Fans of The Learning Channel’s “Little People, Big World” will appreciate this next travel tidbit. After all, it is the brainchild of Matt Roloff, star of the popular TLC show. Thanks to Roloff’s ingenuity hotels across the country are now offering complimentary kits to help short people cope with rooms designed for their larger counterparts.
Just a few weeks ago the Carlson Hotel brand, which runs familiar properties such as Radisson, Park Plaza, Park Inn and Country Inns & Suites began offering short guests items including step stools, reaching tools and bars to lower the closet clothes rack at its lodgings with more than 120 rooms. Thanks in large part to its relationship with Roloff (who designed the complimentary kits), millions of people who live with some form of dwarfism can now move around a typical hotel room with ease. They no longer have to climb on other pieces of furniture to reach items. What’s more, they no longer have to rely on others to assist them while they are trying to relax in the privacy of their own hotel rooms.
According to hotel executives, the kits will be available to any guest smaller than 4-foot-10.
And even more good news on the travel front… hotel executives are not the only ones trying to make life easier on travelers.
Frequent flyers who find themselves laid over at the Dallas-Fort Worth airport have a new (and delicious) way to pass the time. The Grand Hyatt at the Dallas-Fort Worth airport located in the new international terminal D is now offering cheese and chocolate tastings, along with commentary by culinary experts.

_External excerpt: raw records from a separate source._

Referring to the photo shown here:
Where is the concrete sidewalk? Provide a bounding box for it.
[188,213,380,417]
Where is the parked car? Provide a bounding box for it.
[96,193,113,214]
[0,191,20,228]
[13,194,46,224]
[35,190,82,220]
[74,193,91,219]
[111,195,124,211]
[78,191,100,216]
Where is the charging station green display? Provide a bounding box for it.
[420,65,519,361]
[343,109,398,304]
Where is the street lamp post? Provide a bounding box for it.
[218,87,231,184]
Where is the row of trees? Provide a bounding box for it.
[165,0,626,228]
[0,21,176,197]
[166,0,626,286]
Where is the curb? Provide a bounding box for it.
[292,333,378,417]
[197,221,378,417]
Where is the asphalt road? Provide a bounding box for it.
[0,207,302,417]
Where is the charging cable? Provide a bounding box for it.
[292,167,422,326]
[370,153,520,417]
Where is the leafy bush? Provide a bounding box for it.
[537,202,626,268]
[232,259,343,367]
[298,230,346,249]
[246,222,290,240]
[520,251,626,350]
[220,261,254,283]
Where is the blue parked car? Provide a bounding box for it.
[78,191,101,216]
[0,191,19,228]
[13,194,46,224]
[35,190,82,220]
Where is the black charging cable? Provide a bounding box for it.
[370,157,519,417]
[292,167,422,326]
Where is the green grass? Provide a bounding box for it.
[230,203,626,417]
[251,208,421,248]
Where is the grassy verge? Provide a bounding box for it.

The new iTASTE program costs $25 per person and includes food items, instruction via iPod, and a souvenir DVD. Cheese connoisseurs are given samples of cheese made from the milk of cows, sheep and goats. The dairy products are accompanied by toasted almonds, fig preserve, and all the crackers you can eat. Meanwhile, chocoholics get the chance to devour samples of dark, milk, white and semi-sweet treats. You can even sip on various chocolate infused drinks while you down the decadent morsels.
Not a bad way to spend a 3-hour layover in Dallas, eh?